Как раз техника именно такого типа и была придана 9-й армии, причем в достаточных количествах. Успех Гельсингфорской, Стокгольмской и копенгагенской десантных операций, а также высадки на острове Узедом повлекли за собой решение о массовом выпуске столь полезных транспортных средств, резко упрощающих форсирование водных преград. Благодаря этому десантные СВП переставали быть экзотикой, в результате чего после балтийского корпуса морской пехоты особого назначения Ставка верховного главнокомандования (то есть тов. Сталин лично) решила сформировать аналогичное соединение на черноморско-средиземноморском театре военных действий. Пока это были несколько бригад морской пехоты, еще никак не связанных единой корпусной организацией, но люди в них служили проверенные огнем, соленой водой и медными трубами, а также гордящиеся, что первый в СССР механизированный ОСНАЗ тоже пошел от морской пехоты Черноморского флота. Окончательное формирование корпуса как единого боевого соединения решили осуществить уже после окончания операции «Нахимов» и выхода Черноморского флота на оперативный простор Средиземного моря.

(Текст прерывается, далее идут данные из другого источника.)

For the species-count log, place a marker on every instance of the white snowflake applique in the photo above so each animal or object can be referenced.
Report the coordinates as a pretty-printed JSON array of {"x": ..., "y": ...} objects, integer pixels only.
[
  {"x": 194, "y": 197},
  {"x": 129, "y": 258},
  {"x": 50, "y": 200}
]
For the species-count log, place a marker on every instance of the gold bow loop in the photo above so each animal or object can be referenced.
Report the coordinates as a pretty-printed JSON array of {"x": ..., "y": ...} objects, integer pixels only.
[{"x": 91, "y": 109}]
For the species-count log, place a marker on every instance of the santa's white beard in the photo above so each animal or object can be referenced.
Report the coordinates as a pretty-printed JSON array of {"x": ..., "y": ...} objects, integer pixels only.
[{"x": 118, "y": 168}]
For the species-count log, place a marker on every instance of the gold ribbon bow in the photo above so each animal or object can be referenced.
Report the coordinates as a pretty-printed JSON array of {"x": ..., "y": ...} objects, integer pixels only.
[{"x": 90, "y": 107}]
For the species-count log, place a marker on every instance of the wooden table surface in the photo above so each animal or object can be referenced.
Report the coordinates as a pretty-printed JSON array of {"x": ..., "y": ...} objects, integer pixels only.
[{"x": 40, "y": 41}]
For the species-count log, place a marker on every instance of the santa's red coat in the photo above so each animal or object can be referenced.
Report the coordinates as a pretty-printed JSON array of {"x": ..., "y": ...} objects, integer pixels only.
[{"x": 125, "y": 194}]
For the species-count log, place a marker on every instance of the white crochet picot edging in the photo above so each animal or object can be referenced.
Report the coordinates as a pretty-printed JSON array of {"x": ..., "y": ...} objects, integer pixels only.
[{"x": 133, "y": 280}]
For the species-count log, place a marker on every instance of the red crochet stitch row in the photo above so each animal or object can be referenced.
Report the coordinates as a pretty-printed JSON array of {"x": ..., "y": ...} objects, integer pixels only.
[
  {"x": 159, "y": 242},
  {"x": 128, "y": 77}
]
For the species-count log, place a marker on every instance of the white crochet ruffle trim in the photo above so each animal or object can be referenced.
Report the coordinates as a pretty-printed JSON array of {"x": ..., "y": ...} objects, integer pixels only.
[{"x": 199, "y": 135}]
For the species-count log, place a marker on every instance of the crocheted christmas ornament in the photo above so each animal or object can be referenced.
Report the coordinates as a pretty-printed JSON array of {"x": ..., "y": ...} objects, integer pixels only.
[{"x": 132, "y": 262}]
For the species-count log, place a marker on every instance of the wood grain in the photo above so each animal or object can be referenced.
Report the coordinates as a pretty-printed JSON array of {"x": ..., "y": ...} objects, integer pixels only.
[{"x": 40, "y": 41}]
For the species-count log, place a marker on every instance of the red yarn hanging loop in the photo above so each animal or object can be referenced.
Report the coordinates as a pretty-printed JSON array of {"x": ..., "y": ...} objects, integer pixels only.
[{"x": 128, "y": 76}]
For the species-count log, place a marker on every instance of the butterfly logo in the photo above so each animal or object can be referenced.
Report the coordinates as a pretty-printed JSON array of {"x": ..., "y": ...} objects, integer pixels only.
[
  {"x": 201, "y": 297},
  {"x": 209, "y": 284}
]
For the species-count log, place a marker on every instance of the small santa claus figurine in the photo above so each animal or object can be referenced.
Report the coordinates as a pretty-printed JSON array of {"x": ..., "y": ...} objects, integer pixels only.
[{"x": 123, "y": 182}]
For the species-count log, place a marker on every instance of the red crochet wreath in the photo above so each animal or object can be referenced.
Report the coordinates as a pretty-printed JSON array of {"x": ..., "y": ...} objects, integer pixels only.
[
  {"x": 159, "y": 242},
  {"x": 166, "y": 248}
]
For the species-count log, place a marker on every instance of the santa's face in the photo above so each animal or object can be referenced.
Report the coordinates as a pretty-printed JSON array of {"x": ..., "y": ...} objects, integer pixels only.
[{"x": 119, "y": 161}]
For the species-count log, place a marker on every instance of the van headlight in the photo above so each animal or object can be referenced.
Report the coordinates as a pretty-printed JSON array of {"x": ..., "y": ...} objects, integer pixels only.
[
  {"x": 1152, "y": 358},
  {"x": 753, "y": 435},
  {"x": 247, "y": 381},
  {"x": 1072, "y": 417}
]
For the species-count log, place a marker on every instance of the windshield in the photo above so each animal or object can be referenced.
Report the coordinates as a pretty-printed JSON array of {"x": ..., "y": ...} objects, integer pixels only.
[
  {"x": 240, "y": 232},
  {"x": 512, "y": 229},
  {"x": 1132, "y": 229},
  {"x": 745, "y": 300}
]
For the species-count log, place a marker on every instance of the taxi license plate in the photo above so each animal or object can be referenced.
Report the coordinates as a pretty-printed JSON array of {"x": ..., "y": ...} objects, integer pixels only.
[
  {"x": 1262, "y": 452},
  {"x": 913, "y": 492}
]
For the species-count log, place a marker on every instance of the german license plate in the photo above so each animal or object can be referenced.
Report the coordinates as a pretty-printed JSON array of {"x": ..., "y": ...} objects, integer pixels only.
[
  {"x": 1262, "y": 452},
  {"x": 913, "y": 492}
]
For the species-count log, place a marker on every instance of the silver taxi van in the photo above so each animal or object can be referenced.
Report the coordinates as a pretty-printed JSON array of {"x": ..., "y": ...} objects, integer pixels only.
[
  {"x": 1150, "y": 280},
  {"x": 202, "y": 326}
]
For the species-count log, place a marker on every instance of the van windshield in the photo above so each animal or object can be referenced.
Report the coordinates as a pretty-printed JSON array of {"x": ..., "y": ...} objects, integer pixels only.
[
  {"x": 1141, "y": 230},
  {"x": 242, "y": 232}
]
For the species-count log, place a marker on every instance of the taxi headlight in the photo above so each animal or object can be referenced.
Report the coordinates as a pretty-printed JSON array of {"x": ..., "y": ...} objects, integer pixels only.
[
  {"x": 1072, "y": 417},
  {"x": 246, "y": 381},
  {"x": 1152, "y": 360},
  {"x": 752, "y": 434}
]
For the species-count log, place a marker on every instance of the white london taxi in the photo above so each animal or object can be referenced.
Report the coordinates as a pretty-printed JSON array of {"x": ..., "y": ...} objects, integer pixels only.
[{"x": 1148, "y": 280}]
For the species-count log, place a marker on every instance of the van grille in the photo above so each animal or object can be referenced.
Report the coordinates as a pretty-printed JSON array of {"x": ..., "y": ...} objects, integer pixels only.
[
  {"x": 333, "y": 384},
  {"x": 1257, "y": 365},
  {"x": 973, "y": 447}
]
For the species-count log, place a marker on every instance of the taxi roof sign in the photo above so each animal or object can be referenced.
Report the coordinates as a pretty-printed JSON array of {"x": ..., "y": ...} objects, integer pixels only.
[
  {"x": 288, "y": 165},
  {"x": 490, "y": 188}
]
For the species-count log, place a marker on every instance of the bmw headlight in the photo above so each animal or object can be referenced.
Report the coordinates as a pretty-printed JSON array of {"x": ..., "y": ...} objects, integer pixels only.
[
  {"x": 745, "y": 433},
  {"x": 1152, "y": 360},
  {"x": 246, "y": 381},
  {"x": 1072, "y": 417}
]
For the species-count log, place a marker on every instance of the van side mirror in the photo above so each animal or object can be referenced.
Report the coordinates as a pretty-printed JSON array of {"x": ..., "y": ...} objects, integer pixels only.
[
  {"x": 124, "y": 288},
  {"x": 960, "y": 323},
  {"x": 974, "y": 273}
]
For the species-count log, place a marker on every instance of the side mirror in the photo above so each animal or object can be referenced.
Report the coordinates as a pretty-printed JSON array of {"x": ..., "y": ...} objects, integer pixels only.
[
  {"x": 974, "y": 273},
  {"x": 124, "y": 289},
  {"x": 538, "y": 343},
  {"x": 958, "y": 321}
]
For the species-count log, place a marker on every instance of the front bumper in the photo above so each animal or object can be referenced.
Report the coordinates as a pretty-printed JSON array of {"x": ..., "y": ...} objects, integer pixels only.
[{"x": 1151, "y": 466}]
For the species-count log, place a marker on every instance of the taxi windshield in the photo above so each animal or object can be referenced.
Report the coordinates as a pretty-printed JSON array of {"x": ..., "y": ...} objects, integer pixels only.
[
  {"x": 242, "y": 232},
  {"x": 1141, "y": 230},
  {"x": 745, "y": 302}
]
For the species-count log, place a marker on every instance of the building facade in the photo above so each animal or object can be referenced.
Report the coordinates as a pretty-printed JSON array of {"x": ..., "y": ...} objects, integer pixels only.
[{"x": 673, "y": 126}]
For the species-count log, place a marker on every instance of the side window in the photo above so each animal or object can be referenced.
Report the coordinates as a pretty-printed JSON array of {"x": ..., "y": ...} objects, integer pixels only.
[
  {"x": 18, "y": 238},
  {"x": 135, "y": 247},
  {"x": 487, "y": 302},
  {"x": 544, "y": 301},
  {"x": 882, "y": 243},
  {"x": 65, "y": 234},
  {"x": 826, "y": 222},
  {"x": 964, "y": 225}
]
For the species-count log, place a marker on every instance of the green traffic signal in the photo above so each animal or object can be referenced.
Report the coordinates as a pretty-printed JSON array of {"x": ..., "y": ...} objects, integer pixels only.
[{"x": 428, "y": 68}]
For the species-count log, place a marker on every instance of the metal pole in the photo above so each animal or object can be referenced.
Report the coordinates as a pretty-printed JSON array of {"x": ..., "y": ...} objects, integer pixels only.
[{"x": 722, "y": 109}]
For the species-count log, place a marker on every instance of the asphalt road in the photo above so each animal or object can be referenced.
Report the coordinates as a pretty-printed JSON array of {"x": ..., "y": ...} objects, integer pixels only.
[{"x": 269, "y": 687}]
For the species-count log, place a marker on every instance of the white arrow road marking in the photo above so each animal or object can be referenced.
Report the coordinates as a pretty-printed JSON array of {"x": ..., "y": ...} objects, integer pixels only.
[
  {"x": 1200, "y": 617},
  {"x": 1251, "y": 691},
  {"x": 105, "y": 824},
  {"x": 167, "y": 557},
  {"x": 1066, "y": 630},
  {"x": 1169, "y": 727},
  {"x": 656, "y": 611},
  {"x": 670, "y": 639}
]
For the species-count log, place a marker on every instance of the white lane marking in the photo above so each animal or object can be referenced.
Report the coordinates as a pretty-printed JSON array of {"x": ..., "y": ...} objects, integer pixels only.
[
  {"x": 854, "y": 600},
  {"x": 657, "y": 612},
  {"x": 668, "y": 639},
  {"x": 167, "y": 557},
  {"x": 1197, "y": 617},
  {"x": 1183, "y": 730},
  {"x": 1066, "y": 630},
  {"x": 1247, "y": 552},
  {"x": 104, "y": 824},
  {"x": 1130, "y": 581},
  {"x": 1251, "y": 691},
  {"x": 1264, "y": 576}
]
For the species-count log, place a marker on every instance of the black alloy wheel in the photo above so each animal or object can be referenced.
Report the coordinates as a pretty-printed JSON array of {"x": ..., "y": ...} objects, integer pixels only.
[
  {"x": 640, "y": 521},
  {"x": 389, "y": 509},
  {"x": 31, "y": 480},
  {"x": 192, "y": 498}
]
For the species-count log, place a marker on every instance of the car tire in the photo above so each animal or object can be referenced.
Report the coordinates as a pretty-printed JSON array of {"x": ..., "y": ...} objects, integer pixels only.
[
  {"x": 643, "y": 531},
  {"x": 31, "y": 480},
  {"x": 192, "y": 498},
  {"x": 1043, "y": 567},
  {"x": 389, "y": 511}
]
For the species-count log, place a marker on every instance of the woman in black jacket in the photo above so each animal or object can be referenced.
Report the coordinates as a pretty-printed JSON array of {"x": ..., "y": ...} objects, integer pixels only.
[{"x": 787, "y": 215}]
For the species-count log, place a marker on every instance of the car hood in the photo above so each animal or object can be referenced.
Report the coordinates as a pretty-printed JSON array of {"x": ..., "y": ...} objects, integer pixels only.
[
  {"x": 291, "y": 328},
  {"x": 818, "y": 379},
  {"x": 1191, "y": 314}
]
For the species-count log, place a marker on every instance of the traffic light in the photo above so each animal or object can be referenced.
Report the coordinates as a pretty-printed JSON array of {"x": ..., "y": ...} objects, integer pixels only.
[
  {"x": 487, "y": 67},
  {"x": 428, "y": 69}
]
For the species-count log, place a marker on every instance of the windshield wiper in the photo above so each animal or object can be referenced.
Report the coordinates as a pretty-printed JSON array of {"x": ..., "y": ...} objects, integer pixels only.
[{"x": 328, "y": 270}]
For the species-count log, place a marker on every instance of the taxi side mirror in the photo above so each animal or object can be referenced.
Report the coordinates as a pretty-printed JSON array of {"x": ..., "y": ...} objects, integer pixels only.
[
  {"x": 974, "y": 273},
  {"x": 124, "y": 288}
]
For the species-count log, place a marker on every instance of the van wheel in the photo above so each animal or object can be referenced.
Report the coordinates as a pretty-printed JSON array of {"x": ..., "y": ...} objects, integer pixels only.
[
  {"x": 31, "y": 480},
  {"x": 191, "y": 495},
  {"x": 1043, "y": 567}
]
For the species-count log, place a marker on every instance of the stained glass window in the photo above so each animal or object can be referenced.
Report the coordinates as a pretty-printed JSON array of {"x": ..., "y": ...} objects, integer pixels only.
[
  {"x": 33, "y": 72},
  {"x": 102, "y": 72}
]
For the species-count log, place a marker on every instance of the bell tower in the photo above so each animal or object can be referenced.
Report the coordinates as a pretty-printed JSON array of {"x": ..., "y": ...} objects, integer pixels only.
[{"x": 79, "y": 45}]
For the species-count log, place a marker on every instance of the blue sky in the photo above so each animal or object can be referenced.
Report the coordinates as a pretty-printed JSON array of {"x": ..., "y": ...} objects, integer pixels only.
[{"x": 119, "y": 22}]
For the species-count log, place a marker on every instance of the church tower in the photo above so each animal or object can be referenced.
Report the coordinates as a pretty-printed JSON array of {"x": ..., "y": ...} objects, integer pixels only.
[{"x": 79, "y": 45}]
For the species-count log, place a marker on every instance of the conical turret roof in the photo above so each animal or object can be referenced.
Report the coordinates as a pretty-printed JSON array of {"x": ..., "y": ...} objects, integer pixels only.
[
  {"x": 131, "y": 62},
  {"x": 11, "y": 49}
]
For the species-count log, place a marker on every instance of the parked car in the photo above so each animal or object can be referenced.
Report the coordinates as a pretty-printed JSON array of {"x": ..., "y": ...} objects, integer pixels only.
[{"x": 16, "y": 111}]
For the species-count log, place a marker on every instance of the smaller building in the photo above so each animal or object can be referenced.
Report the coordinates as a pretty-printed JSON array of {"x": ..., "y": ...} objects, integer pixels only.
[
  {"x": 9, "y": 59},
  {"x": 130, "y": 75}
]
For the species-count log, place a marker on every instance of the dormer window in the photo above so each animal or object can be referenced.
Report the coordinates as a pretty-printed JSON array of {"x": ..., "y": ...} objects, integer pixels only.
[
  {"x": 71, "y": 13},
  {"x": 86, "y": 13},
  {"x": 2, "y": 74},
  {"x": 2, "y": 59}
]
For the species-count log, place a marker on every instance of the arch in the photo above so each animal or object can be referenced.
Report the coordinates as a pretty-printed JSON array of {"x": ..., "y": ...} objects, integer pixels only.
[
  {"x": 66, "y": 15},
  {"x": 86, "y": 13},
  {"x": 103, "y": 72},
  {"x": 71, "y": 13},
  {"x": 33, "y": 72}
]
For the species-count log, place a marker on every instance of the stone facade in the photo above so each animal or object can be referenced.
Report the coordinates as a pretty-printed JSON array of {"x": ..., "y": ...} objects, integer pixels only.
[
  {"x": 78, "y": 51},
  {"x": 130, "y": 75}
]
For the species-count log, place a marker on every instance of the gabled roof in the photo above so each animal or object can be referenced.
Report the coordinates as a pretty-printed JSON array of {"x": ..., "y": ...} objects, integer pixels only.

Одна из этих бригад морской пехоты под командованием подполковника Цезаря Куникова была придана 9-й армии для действий на направлении главного удара. Задачей десантников-куниковцев, к настоящему моменту уже погруженных на СВП, являлось форсирование Марицы в нескольких километрах ниже города Эдирне-Андрианополь и захват плацдарма, перерезающего шоссейную и железную дороги, ведущие к Стамбулу-Константинополю. После этого на его территорию все теми же СВП начнется переброска частей 11-го гвардейского стрелкового корпуса под командованием генерал-майора Хижняка. Таким образом, недоделанный турецкий укрепрайон с самого начала оказывался в логистическом[57] окружении и под ударом одновременно с двух сторон: 11-го гвардейского стрелкового корпуса со стороны собственного тыла и 20-го стрелкового корпуса со стороны болгарской границы…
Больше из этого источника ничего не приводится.